– Не говори… Они спросят… не рассказывай.
Он был печален, глаза его смотрели на меня с мольбой.
– Я обещаю.
– Твоя мать… Будь осторожна… Не говори… про белого медведя.
Разговор измотал его, я видела. Ему приходилось бороться за каждое слово.
– Не оставайся… наедине с матерью… не слушай.
Он завыл как от боли, развернулся и медленно пошел прочь. Скрылся из виду в большой роще. Немного спустя вернулся с двумя зайцами. Мы не разговаривали, пока я готовила их.
Он оставил меня неподалеку от фермы, около ручья с ивами.
– Я… дальше не пойду… Через месяц… здесь… я буду ждать. – Его глаза пристально изучали меня, как будто он старался надолго запомнить мой облик.

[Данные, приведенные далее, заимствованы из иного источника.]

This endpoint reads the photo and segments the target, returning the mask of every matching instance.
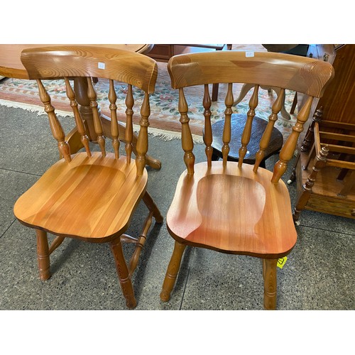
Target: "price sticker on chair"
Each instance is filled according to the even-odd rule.
[[[278,268],[283,268],[285,266],[287,261],[287,256],[284,256],[283,258],[280,258],[278,260]]]

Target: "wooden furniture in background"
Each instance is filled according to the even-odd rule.
[[[133,52],[74,45],[25,50],[22,52],[21,60],[29,79],[37,80],[40,100],[48,114],[53,137],[58,141],[60,155],[64,157],[18,198],[13,208],[17,219],[36,231],[40,277],[42,280],[50,277],[50,254],[65,238],[77,238],[92,243],[107,242],[116,261],[126,305],[133,308],[136,300],[131,277],[138,264],[153,217],[157,222],[163,222],[159,210],[146,191],[148,174],[145,168],[149,94],[154,92],[158,72],[156,62]],[[72,77],[87,81],[87,96],[100,152],[90,151],[87,130],[70,83]],[[45,79],[60,77],[65,78],[67,96],[86,152],[70,154],[65,132],[51,104],[45,84],[43,82]],[[104,129],[92,77],[109,80],[109,99],[114,153],[106,151]],[[126,156],[119,155],[114,81],[127,84]],[[141,108],[141,129],[136,160],[131,158],[133,87],[141,89],[145,95]],[[141,200],[146,204],[149,214],[141,235],[133,238],[124,233]],[[56,236],[50,246],[47,232]],[[124,256],[122,242],[136,244],[129,267]]]
[[[288,190],[280,180],[292,158],[297,138],[307,119],[313,97],[322,94],[332,78],[332,65],[320,60],[280,53],[218,51],[177,55],[168,63],[172,87],[179,89],[182,146],[187,170],[180,175],[167,214],[168,230],[175,248],[165,277],[160,299],[168,301],[187,246],[263,260],[264,307],[276,307],[276,263],[288,255],[297,234]],[[211,98],[209,84],[228,84],[223,131],[223,160],[212,161]],[[238,163],[228,161],[231,139],[233,83],[254,84],[250,109],[241,138]],[[258,83],[258,84],[255,84]],[[204,85],[204,143],[207,162],[195,163],[184,88]],[[248,150],[258,91],[261,85],[280,89],[260,141],[253,165],[243,164]],[[308,95],[297,122],[280,152],[273,173],[260,168],[283,102],[285,89]]]
[[[38,44],[16,44],[16,45],[1,45],[0,44],[0,75],[7,77],[15,77],[17,79],[28,79],[28,73],[26,72],[21,61],[21,51],[26,48],[33,48],[36,47],[51,47],[55,45],[38,45]],[[111,49],[118,49],[129,50],[134,53],[146,54],[151,49],[153,45],[147,44],[129,44],[129,45],[90,45],[100,48],[109,48]],[[1,87],[0,87],[1,89]],[[85,80],[80,77],[74,79],[74,89],[75,91],[77,101],[79,104],[79,109],[85,121],[88,132],[89,139],[92,141],[97,141],[97,136],[94,128],[94,121],[92,109],[89,106],[89,100],[87,97],[87,84]],[[100,118],[104,129],[104,135],[106,137],[111,138],[110,119],[102,113],[100,114]],[[119,138],[124,141],[125,129],[124,124],[119,122]],[[80,136],[76,129],[69,132],[67,136],[67,141],[70,146],[70,151],[76,153],[83,148],[80,141]],[[136,145],[137,143],[137,136],[133,134],[133,149],[136,154]],[[147,155],[147,165],[154,169],[160,169],[161,163],[159,160]]]
[[[295,222],[304,209],[355,218],[355,124],[322,115],[316,111],[300,154]]]
[[[231,117],[231,143],[229,144],[229,153],[228,160],[231,161],[239,161],[239,146],[243,129],[246,123],[246,115],[233,114]],[[244,158],[244,162],[247,164],[254,164],[256,153],[259,149],[259,142],[263,133],[266,129],[267,121],[255,116],[253,119],[253,126],[248,145],[248,151]],[[223,141],[222,134],[224,126],[223,120],[217,121],[212,126],[212,143],[213,148],[212,160],[218,160],[223,158],[222,148]],[[278,153],[281,149],[283,144],[283,137],[280,131],[276,128],[273,128],[270,143],[264,152],[263,159],[260,163],[261,168],[265,168],[265,160],[272,155]]]
[[[159,62],[168,62],[171,57],[185,53],[203,50],[222,50],[231,49],[231,44],[155,44],[147,53],[149,57]],[[198,48],[198,49],[196,49]],[[218,99],[218,84],[212,87],[212,101]]]
[[[351,170],[354,169],[351,168],[354,166],[354,160],[351,163],[354,153],[351,152],[354,147],[352,127],[355,124],[355,45],[311,45],[307,55],[332,63],[335,76],[322,97],[315,101],[311,110],[314,119],[310,119],[307,133],[300,140],[299,155],[289,180],[291,183],[297,180],[294,218],[298,222],[302,209],[354,218],[355,191],[351,181],[354,176]],[[306,97],[300,97],[299,105],[306,99]],[[325,148],[324,144],[329,143],[329,135],[324,136],[315,133],[315,122],[319,122],[317,126],[320,126],[320,130],[326,127],[327,130],[331,129],[334,132],[345,132],[350,137],[343,141],[339,139],[330,141],[327,156],[327,150],[324,151],[322,148]],[[317,154],[315,148],[312,149],[315,134]],[[337,149],[335,152],[334,148]],[[339,151],[349,155],[338,156]],[[346,175],[344,175],[346,170],[342,170],[344,165],[349,169]],[[339,176],[340,172],[342,173]]]

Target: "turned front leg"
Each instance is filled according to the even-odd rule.
[[[146,191],[146,193],[143,197],[143,201],[146,204],[146,206],[149,209],[149,211],[151,211],[153,212],[153,217],[155,219],[157,223],[163,223],[163,216],[161,215],[159,209],[155,204],[155,202],[154,202],[151,196],[148,193],[147,191]]]
[[[264,308],[266,310],[276,309],[277,263],[278,259],[263,260],[263,274],[264,277]]]
[[[37,234],[37,261],[40,280],[48,280],[50,277],[49,247],[47,232],[36,229]]]
[[[181,263],[181,258],[182,258],[185,248],[186,246],[185,244],[181,244],[178,241],[175,241],[174,251],[173,251],[173,255],[168,266],[160,293],[160,300],[163,302],[167,302],[170,299],[170,293],[175,283],[176,277],[178,276]]]
[[[119,237],[110,243],[110,248],[114,256],[116,269],[119,275],[121,288],[126,299],[126,305],[129,308],[134,308],[137,305],[137,302],[134,297],[132,282],[129,277],[129,269],[126,263]]]

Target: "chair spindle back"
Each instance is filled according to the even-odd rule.
[[[204,109],[205,152],[207,165],[212,165],[212,131],[211,125],[211,98],[209,84],[226,84],[227,92],[225,98],[224,126],[223,130],[222,155],[223,165],[227,164],[231,142],[231,116],[233,105],[233,84],[253,84],[254,89],[249,100],[245,124],[239,151],[239,168],[243,165],[243,160],[248,150],[251,134],[253,119],[258,104],[260,87],[276,87],[279,89],[278,97],[273,102],[268,123],[261,138],[259,149],[256,153],[254,173],[257,173],[260,163],[265,156],[273,128],[278,119],[284,102],[285,89],[293,90],[307,95],[305,104],[297,116],[297,121],[292,132],[284,143],[279,160],[274,166],[272,182],[277,183],[287,168],[288,162],[292,158],[303,125],[310,115],[314,97],[320,97],[327,83],[334,76],[334,70],[329,63],[308,58],[282,53],[255,53],[253,56],[245,52],[226,51],[214,53],[192,53],[176,55],[170,58],[168,66],[172,87],[179,89],[179,111],[182,124],[182,146],[185,151],[184,160],[189,175],[194,173],[195,155],[193,141],[189,126],[188,106],[184,94],[184,87],[204,85],[202,104]]]

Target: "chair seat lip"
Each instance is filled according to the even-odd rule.
[[[170,234],[180,243],[211,248],[223,253],[249,255],[265,258],[279,258],[288,255],[296,243],[297,232],[292,218],[290,196],[287,187],[282,180],[280,180],[278,184],[271,183],[272,172],[259,168],[256,174],[253,173],[252,168],[252,165],[244,164],[239,170],[237,163],[235,162],[228,162],[227,167],[224,168],[222,161],[214,161],[210,168],[207,168],[205,162],[196,164],[193,175],[187,175],[187,170],[185,170],[180,178],[174,199],[167,214],[166,224]],[[204,232],[203,235],[196,234],[195,231],[200,227],[203,231],[208,231],[209,230],[208,226],[204,229],[202,217],[195,206],[196,199],[194,197],[199,181],[209,174],[234,174],[246,179],[253,178],[266,189],[266,207],[263,211],[262,217],[252,226],[254,231],[257,227],[256,230],[258,232],[255,232],[252,236],[253,241],[251,244],[246,244],[242,241],[248,238],[247,235],[235,230],[230,231],[228,229],[229,227],[225,226],[223,229],[226,229],[227,231],[224,234],[221,232],[219,236],[221,238],[219,240],[217,240],[216,236],[208,239],[208,235],[206,235],[209,234],[208,233]],[[187,191],[188,192],[186,192]],[[182,197],[182,195],[184,196]],[[185,206],[187,206],[187,208],[181,207],[182,201]],[[280,204],[281,207],[276,204],[276,201]],[[268,208],[266,212],[267,207],[272,208],[273,210],[268,212],[270,209]],[[270,216],[273,216],[276,222],[266,223],[265,218]],[[283,224],[279,226],[278,223],[281,222]],[[184,225],[183,223],[185,224]],[[222,222],[216,221],[216,223]],[[259,223],[260,225],[258,224]],[[221,229],[222,229],[222,226]],[[279,235],[280,233],[282,235]],[[229,238],[231,239],[228,239]],[[232,241],[231,239],[236,238],[241,241],[239,242],[236,239]],[[233,245],[233,247],[231,247],[231,245]]]
[[[132,159],[131,163],[127,165],[126,164],[125,156],[122,156],[119,159],[115,159],[114,154],[111,153],[107,153],[104,158],[102,158],[101,153],[99,152],[94,152],[91,158],[87,157],[85,153],[75,154],[72,157],[72,160],[70,163],[61,160],[53,164],[30,189],[18,199],[13,207],[16,218],[21,223],[27,226],[44,230],[58,236],[80,238],[93,242],[106,241],[117,234],[124,233],[128,227],[133,211],[134,211],[146,192],[148,181],[146,169],[144,169],[142,176],[137,177],[134,160]],[[106,170],[116,170],[116,173],[114,172],[111,174],[116,175],[118,173],[121,177],[121,180],[123,179],[123,181],[121,181],[121,182],[109,181],[109,178],[107,178],[107,181],[102,183],[102,185],[95,184],[94,182],[92,182],[82,192],[84,196],[86,197],[91,192],[99,195],[100,201],[93,201],[91,204],[90,202],[87,200],[86,200],[85,203],[83,203],[82,202],[80,202],[80,201],[74,201],[73,199],[70,200],[69,197],[67,199],[69,205],[67,207],[70,209],[71,213],[65,215],[62,210],[59,210],[58,212],[60,216],[67,218],[67,221],[71,221],[71,223],[67,225],[64,222],[60,222],[57,226],[50,223],[50,221],[53,222],[58,218],[57,217],[51,218],[51,214],[55,214],[56,209],[55,208],[54,208],[54,210],[50,209],[50,206],[47,211],[45,210],[45,213],[47,214],[45,218],[41,219],[41,218],[38,217],[40,212],[43,211],[42,206],[38,204],[38,207],[36,205],[31,207],[31,200],[33,202],[35,201],[34,197],[38,195],[40,191],[44,191],[43,199],[49,204],[50,195],[55,192],[57,189],[55,184],[58,184],[58,185],[60,187],[64,186],[65,181],[62,179],[69,178],[70,170],[77,167],[82,168],[84,165],[87,165],[87,168],[84,168],[85,169],[89,168],[91,165],[91,167],[95,166],[99,168],[102,167]],[[125,174],[126,177],[124,178]],[[48,186],[48,181],[52,178],[55,180],[55,177],[57,177],[56,181],[53,182]],[[80,182],[82,181],[81,178],[81,177],[78,178]],[[124,189],[121,188],[119,190],[119,184],[121,184],[121,187],[124,184],[128,185]],[[79,185],[80,183],[78,183]],[[136,185],[136,192],[132,195],[130,195],[129,192],[121,192],[122,190],[129,191],[133,185]],[[117,189],[116,192],[115,192],[115,187]],[[75,187],[72,188],[72,192],[75,192]],[[72,204],[73,201],[75,202],[74,205]],[[102,204],[107,201],[107,203],[109,202],[111,206],[106,207],[106,205],[103,206],[102,204],[100,205],[102,201]],[[63,205],[66,202],[63,202]],[[75,208],[79,203],[80,203],[80,206],[82,206],[82,211]],[[90,209],[91,206],[93,206],[92,210]],[[97,209],[95,210],[94,207]],[[102,214],[97,209],[99,207],[103,209],[104,212]],[[114,207],[114,210],[113,210]],[[31,208],[32,209],[31,209]],[[67,206],[65,208],[67,208]],[[120,209],[122,209],[122,210],[120,211]],[[99,214],[95,214],[95,213]],[[107,214],[113,216],[113,221],[110,221]],[[92,218],[94,215],[99,215],[99,218],[97,221],[92,222],[90,218]],[[116,215],[120,215],[121,218],[119,219],[117,217],[117,219],[115,219]],[[85,227],[80,228],[80,224],[81,223],[72,223],[74,219],[82,221],[82,224],[85,224]],[[110,225],[109,226],[108,224]]]

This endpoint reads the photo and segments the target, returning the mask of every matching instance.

Мне почему-то хотелось обнадежить его.
– Я приду сюда. Через месяц.
Потом я подняла глаза и увидела новую круглую серебристую луну.
– Когда луна опять станет круглой.
Он опустил голову, повернулся и побрел назад. В то мгновение было невозможно представить, что у такого зверя может быть что-то общее с невидимым гостем, который спал рядом со мной каждую ночь. И тут я вспомнила, что в последнюю ночь в замке мой гость опять дрожал – впервые после того, как я сделала ему рубашку.
– Роуз?
Это была мама. Я жила дома уже почти две недели и в тот день ходила прогуляться одна. Я сказала, что иду набрать цветов к обеденному столу. Я была погружена в свои мысли, когда мама нашла меня около ручья. Я вздрогнула и уронила несколько веточек вереска. Она наклонилась и подобрала их.
– Прости, что испугала тебя, – сказала мама, – но я хотела побыть с тобой наедине. С тех пор как ты вернулась, мы почти не бываем вдвоем.
Я взяла у нее цветы.
– Уже пора ужинать, да? Давай лучше вернемся, – сказала я и быстро пошла к ферме.
Но мама схватила меня за руку, и я замедлила шаги.
– Роуз, не спеши. Я должна поговорить с тобой. Это очень важно.
Голос ее дрожал, и я с удивлением посмотрела на нее.
– Я хочу объяснить тебе. Про твое рождение. Я встревожилась.
– Ты так внезапно ушла, у меня не было возможности… – Голос ее сорвался, но она собралась с силами и продолжила: – Я знаю, ты очень рассердилась из-за того, что мы скрыли от тебя правду. Теперь я поняла, что правду я скрывала от себя самой. Я так настроила себя на обман, что не могла принять ничего другого. Твой отец пытался убедить меня, но я не слушала. Я признаю, что у тебя есть черты северного ребенка.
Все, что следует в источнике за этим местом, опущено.